The surprising result was that trifluralin and Sakura® had a similar response to carrier volume despite these herbicides having different solubility / adsorption properties. Both herbicides featured in the Wickepin and Esperance trials, and only trifluralin was used in the Cunderdin and Merredin trials. Trifluralin has low solubility and is highly adsorbed to organic matter and Sakura is the opposite with higher solubility and low adsorption. Ryegrass control was similar for both herbicides and response to increasing water rate was also similar.
Simazine was not included in the trial, however we have added it to the table to show how comparable it is to Sakura® in terms of solubility and adsorption. In the past, many agronomists have not been overly concerned about using high water rates when spraying Simazine because any product that is temporarily bound may be washed off the stubble into the soil where it can be taken up by the weeds.
Given this theory, we would not expect Sakura® efficacy to be impacted by carrier volume, however, Catherine clearly showed with her research that high water rates benefited Sakura® as well as Trifluralin. Perhaps we need to rethink our application of Simazine in high stubble burdens as well.
It seems that the best place for pre-emergent herbicides is on the soil surface regardless of which product is being sprayed.
Catherine also found no response to droplet size. The medium droplets achieved slightly greater spray coverage on the spray cards; however there was no difference in ryegrass control between medium or extremely coarse droplet size.
For all trials, nozzles were spaced at 50cm spacing on the boom and the spray height was 60cm.
We must keep in mind, that for this research the different water rates were achieved by altering the speed of spraying. The highest water rate (150 L/ha) was sprayed at 4.7 km/h and the low water rate (30 L/ha) was sprayed at 24 km/h. Therefore, the droplet trajectory will vary as the speed changes. At higher speeds, droplets are more likely to travel horizontally and hit standing stubble (see the link to a video by Bill Gordon, Spray Application Consultant below). Bill Gordon also comments that 25 cm nozzle spacing reduces the shadowing effect from standing stubble (video link below).
It is also possible that the large droplets lose forward momentum when dropped from height (e.g. 80 cm) and then fall vertically, minimising the number of droplets that hit standing stubble. As soon as a knockdown (or any other leaf uptake herbicide) is added to the mix, then medium droplet size is recommended at high water rates. As always, make sure that you adhere to label recommendations for the particular herbicide you are using.

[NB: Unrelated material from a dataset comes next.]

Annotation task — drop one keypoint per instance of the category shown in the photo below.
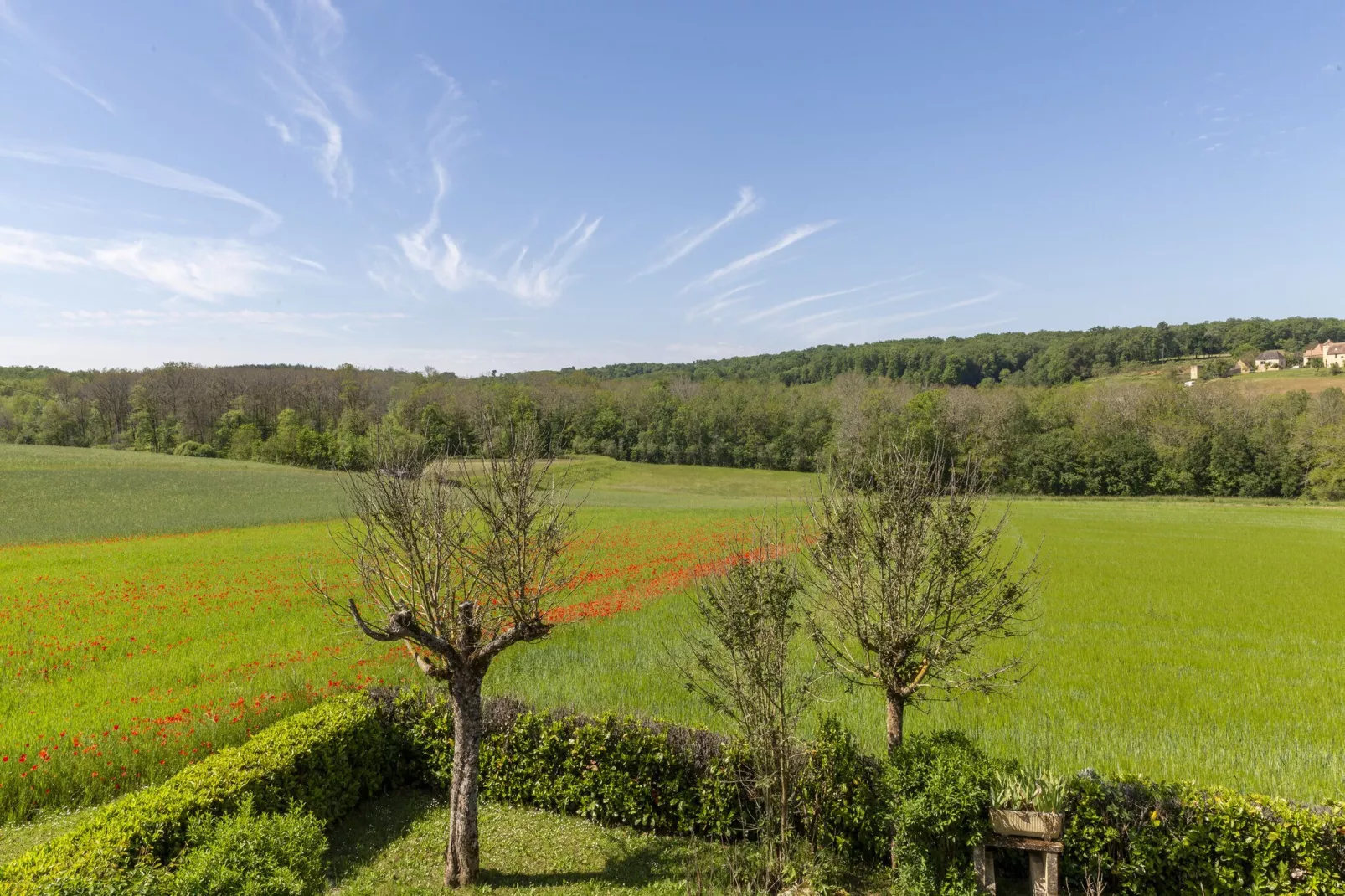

Growers who have access to an expert in boom spray set-up may be able improve efficacy of pre-emergent herbicides at lower water rates with big droplets at optimal boom height when everything is working in their favour. Everybody else or when conditions are against you, add more water.
The equation for maximising efficacy of pre-emergent herbicides where crop residue is present.
- Keep water rates up, regardless of product.
- The higher the crop residue level, the higher the water rate. Consider going over 100 L water /ha in very high stubble loads.
- Set the droplet size for other reasons e.g. Drift risk, delta T (bigger droplets for higher Delta T), mixing partner (e.g. medium droplets for paraquat). Remember to follow the label.
- Limit ground speed to a maximum of 25 km/h
- Use water sensitive paper to evaluate spray jobs. Place some on the ground (in and between old stubble rows) and some vertically on standing stubble.